Von den späten 1920er Jahren bis zum Ausbruch des Zweiten Weltkriegs führte er ein Wanderleben, das ihn quer durch Europa trug. Immer, wenn er sich irgendwo niedergelassen hatte, wagte er sich erneut ins Unbekannte, kurz ehe die Gefahr zuschlug. Im Jahr 1929 verließ er Deutschland, als Hitlers Nazis ihren Aufstieg zur Macht begannen. In Spanien, während des Bürgerkriegs, entkam er Francos Faschisten, kurz bevor seine Wohnung bombardiert wurde. An der französischen Grenze wurde er fast erschossen, aber es gelang ihm gerade noch, sie zu überqueren. Ähnliches kann man von seinem Freund, dem spanischen Dichter Federico Garcia Lorca, nicht sagen: er wurde von den Nationalisten erschossen. Weniger Jahre später, als die Nazis, deren Aufstieg er ein Jahrzehnt zuvor miterlebt hatte, ganz Europa bedrohten, gelang es Gebser, die Grenze von Frankreich, das bald fallen würde, zu überqueren, kurz ehe sie geschlossen wurde. Er erreichte die Schweiz, wo er zusammen mit anderen Exilanten blieb und den weiteren Verlauf der Katastrophe abwartete.
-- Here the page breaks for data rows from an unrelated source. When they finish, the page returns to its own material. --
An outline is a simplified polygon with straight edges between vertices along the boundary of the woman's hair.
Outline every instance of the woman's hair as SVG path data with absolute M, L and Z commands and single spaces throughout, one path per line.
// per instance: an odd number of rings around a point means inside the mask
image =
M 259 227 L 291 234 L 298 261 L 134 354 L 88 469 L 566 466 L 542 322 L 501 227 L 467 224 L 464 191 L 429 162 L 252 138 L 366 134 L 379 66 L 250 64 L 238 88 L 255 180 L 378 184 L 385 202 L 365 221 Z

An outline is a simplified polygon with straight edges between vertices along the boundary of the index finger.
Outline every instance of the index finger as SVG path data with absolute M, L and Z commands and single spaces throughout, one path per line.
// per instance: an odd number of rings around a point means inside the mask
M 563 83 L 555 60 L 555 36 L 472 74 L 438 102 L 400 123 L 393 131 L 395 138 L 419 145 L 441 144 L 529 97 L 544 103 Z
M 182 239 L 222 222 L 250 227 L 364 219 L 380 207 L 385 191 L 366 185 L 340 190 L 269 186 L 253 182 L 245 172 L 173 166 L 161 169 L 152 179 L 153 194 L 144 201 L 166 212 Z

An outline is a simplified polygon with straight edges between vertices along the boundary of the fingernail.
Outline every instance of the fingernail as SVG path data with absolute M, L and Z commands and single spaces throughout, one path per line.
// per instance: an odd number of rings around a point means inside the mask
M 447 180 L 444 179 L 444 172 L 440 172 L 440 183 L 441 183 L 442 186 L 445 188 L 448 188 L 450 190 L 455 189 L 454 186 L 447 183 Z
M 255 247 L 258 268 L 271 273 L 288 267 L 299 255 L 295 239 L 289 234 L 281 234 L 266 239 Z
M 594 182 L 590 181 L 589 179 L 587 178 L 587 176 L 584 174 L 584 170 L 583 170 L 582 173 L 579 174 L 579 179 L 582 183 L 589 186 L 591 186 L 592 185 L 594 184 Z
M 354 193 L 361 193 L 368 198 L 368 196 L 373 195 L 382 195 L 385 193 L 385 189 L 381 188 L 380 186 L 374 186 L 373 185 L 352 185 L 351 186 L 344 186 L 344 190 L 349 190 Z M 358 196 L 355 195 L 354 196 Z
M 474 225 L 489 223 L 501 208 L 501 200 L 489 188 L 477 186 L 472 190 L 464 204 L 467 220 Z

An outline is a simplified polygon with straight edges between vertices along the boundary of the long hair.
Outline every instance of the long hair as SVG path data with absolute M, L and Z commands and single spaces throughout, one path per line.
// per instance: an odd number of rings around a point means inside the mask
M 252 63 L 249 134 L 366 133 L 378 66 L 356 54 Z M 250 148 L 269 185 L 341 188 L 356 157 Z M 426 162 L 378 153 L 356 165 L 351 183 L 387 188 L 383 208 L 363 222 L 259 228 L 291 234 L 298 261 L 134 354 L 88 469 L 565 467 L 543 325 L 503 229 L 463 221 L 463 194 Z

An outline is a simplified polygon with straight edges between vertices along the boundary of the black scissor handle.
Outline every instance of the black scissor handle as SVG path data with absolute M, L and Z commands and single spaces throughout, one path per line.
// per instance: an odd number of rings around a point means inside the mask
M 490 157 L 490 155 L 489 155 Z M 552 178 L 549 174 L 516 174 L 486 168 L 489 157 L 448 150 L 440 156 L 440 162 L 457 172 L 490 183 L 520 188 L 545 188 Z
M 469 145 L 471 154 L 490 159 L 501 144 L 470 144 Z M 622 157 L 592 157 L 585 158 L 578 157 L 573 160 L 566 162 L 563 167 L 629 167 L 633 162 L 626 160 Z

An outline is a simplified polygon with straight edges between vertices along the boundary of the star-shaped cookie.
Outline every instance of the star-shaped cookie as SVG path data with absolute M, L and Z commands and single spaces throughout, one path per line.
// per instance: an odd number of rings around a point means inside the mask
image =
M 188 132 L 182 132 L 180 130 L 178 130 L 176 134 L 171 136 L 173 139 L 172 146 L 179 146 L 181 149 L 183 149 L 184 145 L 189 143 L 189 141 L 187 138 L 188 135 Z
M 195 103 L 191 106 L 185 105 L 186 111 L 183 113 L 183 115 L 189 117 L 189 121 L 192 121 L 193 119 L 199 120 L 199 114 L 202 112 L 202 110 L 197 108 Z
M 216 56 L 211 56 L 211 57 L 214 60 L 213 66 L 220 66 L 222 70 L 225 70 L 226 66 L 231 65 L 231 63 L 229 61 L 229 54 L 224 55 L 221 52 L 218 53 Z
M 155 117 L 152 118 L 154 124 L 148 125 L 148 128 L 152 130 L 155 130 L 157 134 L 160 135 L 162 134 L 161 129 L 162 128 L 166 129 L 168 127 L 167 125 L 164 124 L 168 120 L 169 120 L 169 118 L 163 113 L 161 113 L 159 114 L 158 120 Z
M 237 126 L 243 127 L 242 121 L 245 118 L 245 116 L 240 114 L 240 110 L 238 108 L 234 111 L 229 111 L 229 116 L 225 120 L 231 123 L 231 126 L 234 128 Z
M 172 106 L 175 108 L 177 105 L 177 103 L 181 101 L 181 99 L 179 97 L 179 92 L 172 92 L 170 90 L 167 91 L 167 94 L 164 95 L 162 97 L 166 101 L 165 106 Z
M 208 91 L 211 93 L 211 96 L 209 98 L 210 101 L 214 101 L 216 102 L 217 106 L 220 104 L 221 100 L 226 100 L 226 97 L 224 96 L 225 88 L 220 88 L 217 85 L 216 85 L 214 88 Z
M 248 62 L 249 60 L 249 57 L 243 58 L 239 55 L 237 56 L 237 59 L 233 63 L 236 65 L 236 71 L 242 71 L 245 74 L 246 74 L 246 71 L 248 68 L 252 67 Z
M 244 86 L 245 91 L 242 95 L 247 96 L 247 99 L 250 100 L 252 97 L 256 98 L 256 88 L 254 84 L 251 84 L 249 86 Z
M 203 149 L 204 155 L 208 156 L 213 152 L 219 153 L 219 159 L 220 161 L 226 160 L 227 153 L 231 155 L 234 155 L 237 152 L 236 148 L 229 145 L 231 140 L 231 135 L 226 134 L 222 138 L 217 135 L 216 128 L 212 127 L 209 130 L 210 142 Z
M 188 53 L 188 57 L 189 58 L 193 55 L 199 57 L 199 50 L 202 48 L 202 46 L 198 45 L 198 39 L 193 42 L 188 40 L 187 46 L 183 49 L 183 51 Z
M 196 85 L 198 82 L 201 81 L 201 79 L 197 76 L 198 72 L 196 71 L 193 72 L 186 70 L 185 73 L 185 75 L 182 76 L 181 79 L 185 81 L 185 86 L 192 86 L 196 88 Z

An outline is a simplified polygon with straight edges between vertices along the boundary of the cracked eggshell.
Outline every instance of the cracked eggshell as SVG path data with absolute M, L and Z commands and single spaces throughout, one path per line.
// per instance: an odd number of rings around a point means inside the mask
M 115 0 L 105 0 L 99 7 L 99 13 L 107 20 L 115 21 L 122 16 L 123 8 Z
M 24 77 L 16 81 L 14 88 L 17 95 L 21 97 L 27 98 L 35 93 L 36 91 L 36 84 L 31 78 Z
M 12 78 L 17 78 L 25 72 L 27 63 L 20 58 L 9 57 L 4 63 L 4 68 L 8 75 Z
Durch all dies wuchs in Gebser die Einsicht in das, was er Jahrzehnte zuvor bei seinem ersten Sprung ins Ungewisse gefunden hatte. Das Urvertrauen, das ihm bei seinem ersten Sprung geholfen hatte, leitete ihn auf seinem Weg durch die immer gefährlicher werdenden sozio-politischen Strömungen, die den Kontinent durchzogen. Während seiner Zeit in Spanien empfing er die zentrale Intuition für sein Werk, dessen Ausarbeitung er sich in den folgenden Jahrzehnten widmete. Er sammelte Beweise für die Idee, dass sich das menschliche Bewusstsein seit seinem ersten Auftreten vor vielen Jahrtausenden in verschiedenen Schritten mutiert hat und nun, im frühen 20. Jahrhundert, eine erneute Mutation begann. Es war eine „blitzartige Einsicht“, die er während der Arbeit an einer Studie über Rilkes Lyrik erhielt.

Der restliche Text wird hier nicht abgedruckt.